The frame of the first Colgate clock was made of structural steel, the face of the clock was made of strips and strips of stainless steel. Originally, the clock was part of a 11.5 m high and almost 60 m long lettering erected on the roof of an eight-story warehouse on the southwest corner of York and Hudson Street, whose 6 m high letters formed the advertising slogan "COLGATE'S SOAPS AND PERFUMES". The entire lettering was covered with 1,607 light bulbs, whose total output of 28,000 watts made it possible to see the signs over a distance of about 30 km from Staten Island and the Bronx . Since then, the lettering has stood for the prosperous success of the Colgate company for several decades. After the original was replaced by the current watch in 1924, the smaller original was transported to Clarksville , Indiana , and installed there on the roof of a local branch of the Colgate-Palmolive company.
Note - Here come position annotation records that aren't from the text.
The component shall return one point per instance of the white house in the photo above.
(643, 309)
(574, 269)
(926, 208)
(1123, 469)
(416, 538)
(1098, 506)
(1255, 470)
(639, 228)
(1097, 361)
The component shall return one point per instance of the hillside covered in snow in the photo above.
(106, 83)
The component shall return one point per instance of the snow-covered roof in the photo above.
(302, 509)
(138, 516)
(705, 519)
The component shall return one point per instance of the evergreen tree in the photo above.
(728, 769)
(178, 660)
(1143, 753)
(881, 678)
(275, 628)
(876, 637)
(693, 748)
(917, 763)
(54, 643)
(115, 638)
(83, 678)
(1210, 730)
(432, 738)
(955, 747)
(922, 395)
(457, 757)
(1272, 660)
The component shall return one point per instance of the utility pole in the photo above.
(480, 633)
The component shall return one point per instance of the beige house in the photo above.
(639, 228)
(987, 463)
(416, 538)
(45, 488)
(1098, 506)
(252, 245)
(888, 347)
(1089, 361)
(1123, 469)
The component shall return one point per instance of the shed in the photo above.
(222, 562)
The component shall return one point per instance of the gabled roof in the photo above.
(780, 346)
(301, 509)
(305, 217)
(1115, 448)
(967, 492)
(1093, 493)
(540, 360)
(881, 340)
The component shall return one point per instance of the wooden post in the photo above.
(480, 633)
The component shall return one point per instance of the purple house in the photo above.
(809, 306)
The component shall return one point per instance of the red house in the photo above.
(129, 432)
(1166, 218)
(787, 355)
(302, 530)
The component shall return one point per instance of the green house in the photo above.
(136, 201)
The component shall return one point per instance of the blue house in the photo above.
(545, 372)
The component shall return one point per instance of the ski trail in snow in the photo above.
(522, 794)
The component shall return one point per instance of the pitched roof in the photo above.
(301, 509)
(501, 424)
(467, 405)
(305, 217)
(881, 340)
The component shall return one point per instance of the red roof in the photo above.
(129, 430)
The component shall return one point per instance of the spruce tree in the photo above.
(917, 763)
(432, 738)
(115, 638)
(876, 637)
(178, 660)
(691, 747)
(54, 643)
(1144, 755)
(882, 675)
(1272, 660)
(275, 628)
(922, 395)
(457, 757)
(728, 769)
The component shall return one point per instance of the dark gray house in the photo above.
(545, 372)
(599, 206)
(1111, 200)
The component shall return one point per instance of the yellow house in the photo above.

In 1983 the letters “COLGATE'S SOAPS AND PERFUMES” were removed and replaced with a toothpaste tube that was supposed to promote the company's best-selling product. Two years later, Colgate's headquarters were relocated from Jersey City to New York City , and large parts of it also to Kansas and Indiana, due to a lack of space . The entire six-block complex was then torn down and the clock was moved from the roof of the warehouse as a free-standing structure to the floor not far from today's Goldman Sachs building, but without the toothpaste tube. With the construction of the Goldman Sachs Tower in the early 2000s, the Colgate clock had to be moved a few meters further south to its current position. As a monument to the early soap industry , it stands today on an unused and partially overgrown property that is waiting for a complete renovation and redesign in the course of the conversion of the Jersey City Waterfront. What will then happen to the watch cannot be foreseen at the moment.

The clock as a sight

The Colgate clock is one of Jersey City's most popular and well-known attractions today. Since it can also be seen very well from the southwest side of Manhattan, many Manhattan visitors mistakenly count the monument as New York.
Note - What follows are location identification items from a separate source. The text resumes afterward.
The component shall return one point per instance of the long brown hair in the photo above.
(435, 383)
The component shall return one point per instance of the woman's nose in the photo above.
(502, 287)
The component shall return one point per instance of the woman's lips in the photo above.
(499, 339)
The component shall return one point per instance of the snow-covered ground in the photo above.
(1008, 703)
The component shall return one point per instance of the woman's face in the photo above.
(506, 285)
At night, the entire clock including the pointer is illuminated and can therefore be seen and read from the opposite Hudson side even in the dark.

The clock appears for several minutes in the movie Inside Man from 2006, in the scene where two of the main characters have a long conversation on the west side of Manhattan.

Individual evidence

  1. Jersey City Past and Present Chronology ( Memento of the original from November 7, 2005 in the Internet Archive ) Info: The archive link was automatically inserted and not yet checked. Please check the original and archive link according to the instructions and then remove this notice.  @1@ 2Template: Webachiv / IABot / www.njcu.edu

Web links

Coordinates: 40 ° 42 ′ 43.3 "  N , 74 ° 2 ′ 2"  W.